Van Jones Teams with Marvel Stars in VR Series that Puts You Inside Sexual Harassment, Racial Profiling Situations

Amy Sussman/Getty Images/Noam Galai/Getty Images for Global Citizen
Amy Sussman/Getty Images/Noam Galai/Getty Images for Global Citizen

After teaming with Black Panther star Winston Duke to put people in a virtual reality police traffic stop scenario, former Obama special advisor Van Jones is teaming with Marvel movie star Brie Larson for a sexual harassment episode of his virtual reality film series, The Messy Truth.

Jones’ first VR project, starring Black Panther player Winston Duke, put viewers virtually in the place of a small boy sitting in the front seat of a car as his father (Duke) is pulled over, racially profiled, and harassed by a white police officer. The episode won the Advanced Imaging Society’s Social Justice Lumiere Award last year. It also won an Emmy award for Outstanding Innovation in Interactive Media. Jones also showcased the police profiling VR simulation at the Conservative Political Action Committee conference.

“Getting the Emmy nomination was a trip because we’re so scrappy,” Jones said of the small budget project. “For it to get that kind of acknowledgment is just amazing,” he added.

The next project will put viewers in a small restaurant as they watch Captain Marvel star Brie Larson portray a waitress who becomes a victim of sexual harassment.

Watch below: 

The Messy Truth director, Elijah Allan-Blitz, insisted that the film experience “could just change the world” because it puts viewers in the film via the VR headsets they wear to watch it. Allan-Blitz and Jones call the system an “empathy machine” because it can make the experience more intimate.

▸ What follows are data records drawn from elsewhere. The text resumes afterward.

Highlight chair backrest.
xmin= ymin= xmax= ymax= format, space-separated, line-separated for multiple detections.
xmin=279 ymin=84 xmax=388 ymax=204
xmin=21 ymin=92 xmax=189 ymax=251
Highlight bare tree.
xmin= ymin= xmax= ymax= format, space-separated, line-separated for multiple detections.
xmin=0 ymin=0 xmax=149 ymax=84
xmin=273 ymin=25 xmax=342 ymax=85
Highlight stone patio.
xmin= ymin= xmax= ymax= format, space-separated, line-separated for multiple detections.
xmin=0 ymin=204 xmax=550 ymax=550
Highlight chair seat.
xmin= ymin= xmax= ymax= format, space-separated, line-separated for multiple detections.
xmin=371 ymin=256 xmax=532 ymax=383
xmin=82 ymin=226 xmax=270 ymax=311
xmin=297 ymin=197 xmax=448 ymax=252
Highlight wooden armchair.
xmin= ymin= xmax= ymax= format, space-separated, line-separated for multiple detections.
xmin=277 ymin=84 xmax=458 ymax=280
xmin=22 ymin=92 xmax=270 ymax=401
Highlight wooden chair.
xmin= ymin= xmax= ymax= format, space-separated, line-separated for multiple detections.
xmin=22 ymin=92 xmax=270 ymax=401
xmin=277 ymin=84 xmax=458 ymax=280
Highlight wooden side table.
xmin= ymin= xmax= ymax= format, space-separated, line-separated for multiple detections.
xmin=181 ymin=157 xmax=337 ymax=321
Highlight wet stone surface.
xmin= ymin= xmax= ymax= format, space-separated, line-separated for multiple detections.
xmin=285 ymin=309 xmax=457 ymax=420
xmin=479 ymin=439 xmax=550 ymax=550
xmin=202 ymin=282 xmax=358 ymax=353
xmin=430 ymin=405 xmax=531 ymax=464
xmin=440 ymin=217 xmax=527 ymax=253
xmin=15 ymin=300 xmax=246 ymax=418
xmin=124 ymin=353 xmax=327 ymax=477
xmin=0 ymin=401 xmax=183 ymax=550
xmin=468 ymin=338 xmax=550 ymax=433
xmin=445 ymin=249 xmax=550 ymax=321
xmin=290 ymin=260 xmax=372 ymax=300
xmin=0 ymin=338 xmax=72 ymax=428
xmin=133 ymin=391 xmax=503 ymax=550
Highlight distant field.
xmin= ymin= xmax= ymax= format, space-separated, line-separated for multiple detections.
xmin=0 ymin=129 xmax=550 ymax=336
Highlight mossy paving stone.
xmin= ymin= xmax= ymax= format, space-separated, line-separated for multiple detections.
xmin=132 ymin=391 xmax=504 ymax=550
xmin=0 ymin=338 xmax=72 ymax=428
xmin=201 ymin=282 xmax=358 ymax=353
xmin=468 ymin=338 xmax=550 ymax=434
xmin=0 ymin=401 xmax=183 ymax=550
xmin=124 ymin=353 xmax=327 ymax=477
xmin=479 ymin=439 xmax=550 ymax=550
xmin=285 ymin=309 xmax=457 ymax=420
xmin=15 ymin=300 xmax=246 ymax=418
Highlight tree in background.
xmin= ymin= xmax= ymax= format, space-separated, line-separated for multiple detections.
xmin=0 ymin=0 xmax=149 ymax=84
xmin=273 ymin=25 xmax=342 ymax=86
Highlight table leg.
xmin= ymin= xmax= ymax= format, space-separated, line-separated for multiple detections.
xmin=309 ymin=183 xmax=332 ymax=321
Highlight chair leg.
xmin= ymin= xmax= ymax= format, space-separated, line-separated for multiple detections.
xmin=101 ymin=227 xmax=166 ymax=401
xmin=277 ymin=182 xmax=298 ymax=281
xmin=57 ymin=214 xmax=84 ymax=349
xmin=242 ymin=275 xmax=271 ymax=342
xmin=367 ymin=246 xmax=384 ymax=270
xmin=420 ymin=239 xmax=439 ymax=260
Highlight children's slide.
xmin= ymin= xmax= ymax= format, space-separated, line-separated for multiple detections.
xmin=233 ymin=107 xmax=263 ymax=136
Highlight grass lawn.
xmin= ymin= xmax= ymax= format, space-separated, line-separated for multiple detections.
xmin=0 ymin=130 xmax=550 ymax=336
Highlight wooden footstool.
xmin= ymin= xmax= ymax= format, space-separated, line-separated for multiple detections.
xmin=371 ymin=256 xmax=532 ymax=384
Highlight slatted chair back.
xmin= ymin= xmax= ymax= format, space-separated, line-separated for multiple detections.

“When Elijah and I first spoke, it was, I think our first ever conversation was about empathy. And I realized that I could take what I was already doing a step further with this project,” Larson said of her role in Jones’ VR film. “I make movies to be an empathy machine. I believe that when you’re sitting in a theater, it doesn’t matter how many friends or family members you’re with, you are alone, and you become one with whoever it is you’re watching, and I’ve found it to be a true marker when films are getting watched, when they’re successful when they’re being talked about.”

Despite the ideologically charged topics, Jones insists that his VR film series is not propaganda.

As Yahoo rationalized this way, “The goal of this particular project and this specific use of media, says Jones, is not to tell someone how to feel or think, or to sensationalize an event, but instead to allow an individual to experience a scenario themselves in order to reveal an authentic and empathetic response.”

“The truth has a way of uniting people,” Jones said.